勿論、それが並大抵の苦労でない事も分かっているけれど。
畑を踏み荒らしては農作物をダメにする小鬼をなんとかしてくれっていう依頼を受けて、朝からゾックの枯れた森で小鬼退治。
でも、朝から歩き回って倒せたのはたったの三匹ぽっちだった。
ベテランのハンターからすればお話にもならない戦果なんだろうけど、今のあたしにはこれが精一杯。
それでもこれで多少は農作物を荒らされる心配もなくなるかなと思って、討伐の証拠に小鬼の手首を持って帰ろうとしていたら―――いつのまにか、近くに人が立っているのが眼に入った。

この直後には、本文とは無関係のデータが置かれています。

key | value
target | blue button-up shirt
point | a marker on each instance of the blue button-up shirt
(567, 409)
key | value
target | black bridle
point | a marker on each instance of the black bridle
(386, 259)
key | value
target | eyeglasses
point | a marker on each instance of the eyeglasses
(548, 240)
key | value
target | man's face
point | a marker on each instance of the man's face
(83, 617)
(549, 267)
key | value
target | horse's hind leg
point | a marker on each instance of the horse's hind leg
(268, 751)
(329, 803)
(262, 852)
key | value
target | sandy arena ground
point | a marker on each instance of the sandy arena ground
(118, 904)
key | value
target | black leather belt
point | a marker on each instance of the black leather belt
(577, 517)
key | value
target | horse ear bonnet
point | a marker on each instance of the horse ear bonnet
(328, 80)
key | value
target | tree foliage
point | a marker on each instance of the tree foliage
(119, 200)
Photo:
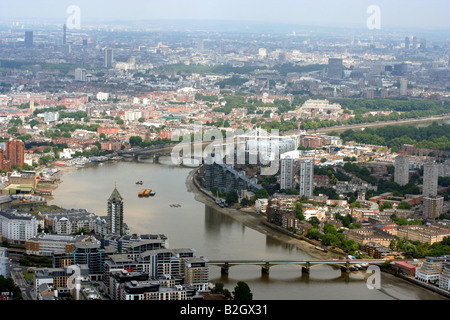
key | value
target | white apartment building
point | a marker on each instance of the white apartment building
(287, 173)
(430, 179)
(401, 165)
(306, 178)
(17, 227)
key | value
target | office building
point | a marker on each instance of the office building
(432, 268)
(335, 68)
(401, 173)
(115, 213)
(4, 263)
(28, 39)
(306, 178)
(80, 74)
(200, 46)
(287, 174)
(444, 278)
(403, 87)
(432, 207)
(430, 179)
(64, 34)
(15, 152)
(109, 58)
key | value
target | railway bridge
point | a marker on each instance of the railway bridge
(306, 265)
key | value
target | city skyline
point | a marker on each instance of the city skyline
(323, 13)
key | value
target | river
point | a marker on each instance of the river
(217, 236)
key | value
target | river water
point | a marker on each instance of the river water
(215, 235)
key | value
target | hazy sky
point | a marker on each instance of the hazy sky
(337, 13)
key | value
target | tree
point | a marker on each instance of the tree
(242, 292)
(314, 234)
(232, 197)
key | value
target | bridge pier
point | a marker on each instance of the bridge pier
(224, 269)
(266, 268)
(307, 268)
(346, 269)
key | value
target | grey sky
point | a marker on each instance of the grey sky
(335, 13)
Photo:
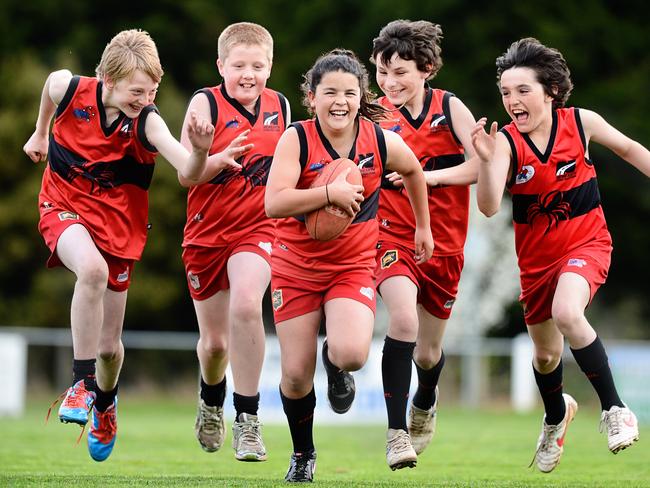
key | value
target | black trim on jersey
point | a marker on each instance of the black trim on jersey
(514, 162)
(416, 123)
(214, 109)
(328, 147)
(102, 174)
(381, 144)
(69, 93)
(142, 136)
(284, 103)
(556, 205)
(107, 130)
(368, 209)
(302, 139)
(581, 130)
(252, 118)
(543, 158)
(447, 112)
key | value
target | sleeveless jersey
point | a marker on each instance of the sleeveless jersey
(357, 244)
(555, 198)
(432, 139)
(231, 205)
(101, 173)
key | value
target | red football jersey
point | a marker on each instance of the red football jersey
(555, 197)
(101, 173)
(231, 205)
(431, 138)
(358, 242)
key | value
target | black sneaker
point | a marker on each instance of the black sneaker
(301, 467)
(340, 385)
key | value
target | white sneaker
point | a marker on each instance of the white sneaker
(399, 451)
(550, 444)
(247, 438)
(622, 428)
(210, 427)
(422, 425)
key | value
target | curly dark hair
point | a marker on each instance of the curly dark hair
(417, 41)
(347, 62)
(548, 63)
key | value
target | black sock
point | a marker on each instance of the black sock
(330, 368)
(593, 363)
(84, 369)
(105, 398)
(300, 415)
(213, 395)
(425, 395)
(244, 404)
(396, 377)
(550, 388)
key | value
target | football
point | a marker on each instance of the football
(330, 221)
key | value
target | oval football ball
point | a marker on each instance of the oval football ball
(330, 221)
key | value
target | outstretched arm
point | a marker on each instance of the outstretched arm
(53, 92)
(598, 130)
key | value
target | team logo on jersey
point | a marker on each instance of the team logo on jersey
(578, 263)
(271, 121)
(276, 299)
(123, 276)
(233, 123)
(85, 113)
(367, 292)
(389, 258)
(551, 208)
(193, 280)
(366, 164)
(67, 215)
(565, 170)
(526, 174)
(438, 123)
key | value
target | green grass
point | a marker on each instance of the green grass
(156, 447)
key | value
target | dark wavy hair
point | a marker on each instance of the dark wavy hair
(417, 41)
(347, 62)
(548, 63)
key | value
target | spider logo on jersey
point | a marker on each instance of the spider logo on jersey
(389, 258)
(551, 207)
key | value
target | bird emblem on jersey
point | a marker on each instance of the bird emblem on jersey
(551, 207)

口も態度もとても悪くて、正直言ってキライなタイプの彼。
けれど関与を避けようとあたしが帰ろうとすると、彼はあたしの忘れ物を指摘して、ちゃんと持って帰れって忠告してくれた。
血まみれのあたしを見て、心配もしてくれた。
彼は皮肉たっぷりの笑みを零すだけで、決して本音を明かしてはくれなかったけれど。
笑顔より泣き顔の方がいい、人を困らせるのがいいと彼は言っていた。
けれど、本当にそう思っているのなら、あたしの血をわざわざ拭ってくれたりしない。
くしゃくしゃになって酷い状況だったあたしの髪を、梳いてくれたりはしない。
だから、彼の事は天邪鬼と呼ぶ事にした。
天邪鬼なあの人がいつか、素直に笑ってくれたら嬉しい。